The following table shows the available external storage options and the requirements for each.

Storage option Prerequisites
Amazon S3
  • An Amazon S3 connection.
  • Read and write access on your Amazon S3 bucket.
  • Minimum required bucket permissions...
    Copy
    {
        "Version": "YYYY-MM-DD",
        "Statement": [
            {
                "Sid": "VisualEditor0",
                "Effect": "Allow",
                "Action": [
                    "s3:ListStorageLensConfigurations",
                    "s3:ListAccessPointsForObjectLambda",
                    "s3:GetAccessPoint",
                    "s3:PutAccountPublicAccessBlock",
                    "s3:GetAccountPublicAccessBlock",
                    "s3:ListAllMyBuckets",
                    "s3:ListAccessPoints",
                    "s3:PutAccessPointPublicAccessBlock",
                    "s3:ListJobs",
                    "s3:PutStorageLensConfiguration",
                    "s3:ListMultiRegionAccessPoints",
                    "s3:CreateJob"
                ],
                "Resource": "*"
            },
            {
                "Sid": "VisualEditor1",
                "Effect": "Allow",
                "Action": "s3:*",
                "Resource": [
                    "arn:aws:s3:::YOURS3BUCKETNAME",
                    "arn:aws:s3:::YOURS3BUCKETNAME/*"
                ]
            }
        ]
    }
ADLS
  • An ADLS connection.
  • Read and write access on your ADLS bucket.
Azure Blob
  • An Azure Blob connection.
  • Read and write access on your Azure Blob bucket.
Google Cloud Storage (GCS)
  • A GCS connection.
  • Editor and Viewer access on your Cloud Storage bucket.

Steps

  1. From Explorer, connect to a Pullup data source.
  2. Optionally, assign a Link ID to a column in the Select Columns step.
  3. Important If you specify a link ID, the column you assign as the link ID should not contain NULL values and its values should be unique, most commonly the primary key. Composite primary key is also supported.

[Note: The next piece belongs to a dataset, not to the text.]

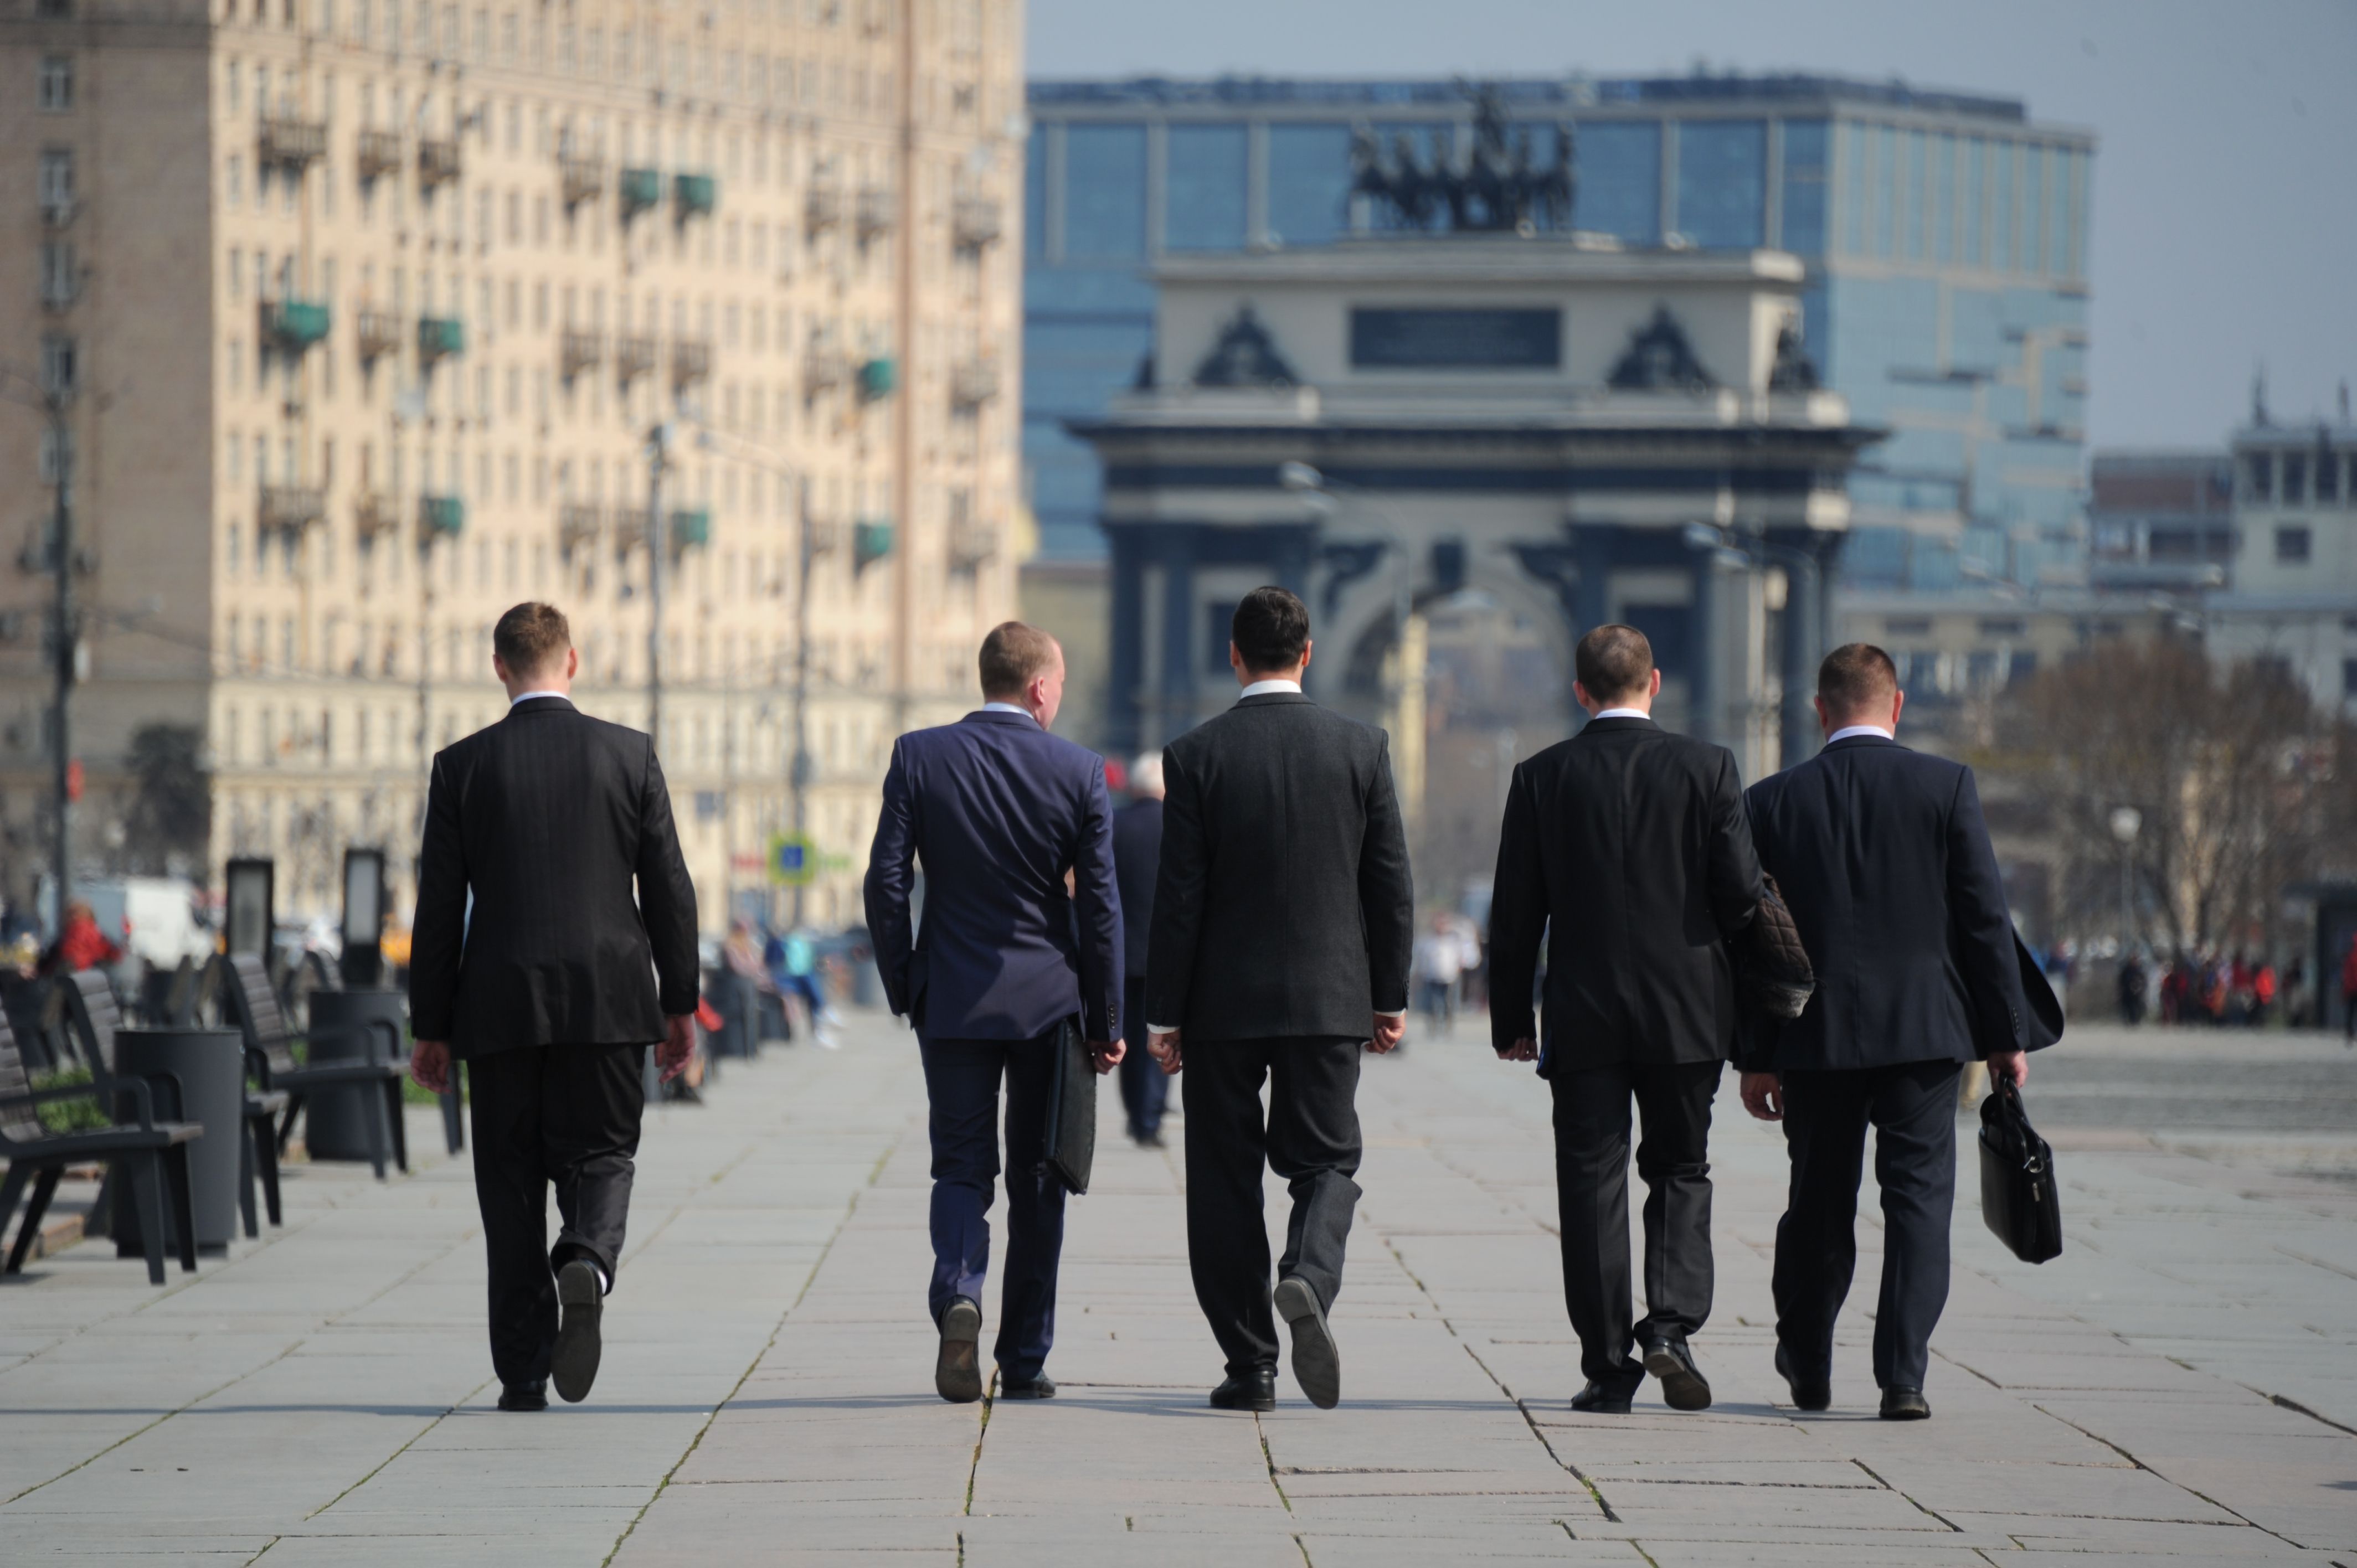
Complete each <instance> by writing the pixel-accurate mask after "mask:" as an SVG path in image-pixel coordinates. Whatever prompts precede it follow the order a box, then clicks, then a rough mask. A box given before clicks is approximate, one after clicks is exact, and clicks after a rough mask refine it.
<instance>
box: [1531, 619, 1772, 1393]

  4. In the lower left corner, click Cogwheel icon Settings.
  5. The Settings dialog box appears.
  6. Under the Data Quality Job section, select the Archive Breaking Records checkbox option, then click the drop-down list.
  7. A list of available external storage options appears.
  8. Select the external storage option to which break records will send.
  9. Click Save.
  10. Set up and run your DQ Job.
  11. When a record breaks, its metadata exports automatically to your external storage service.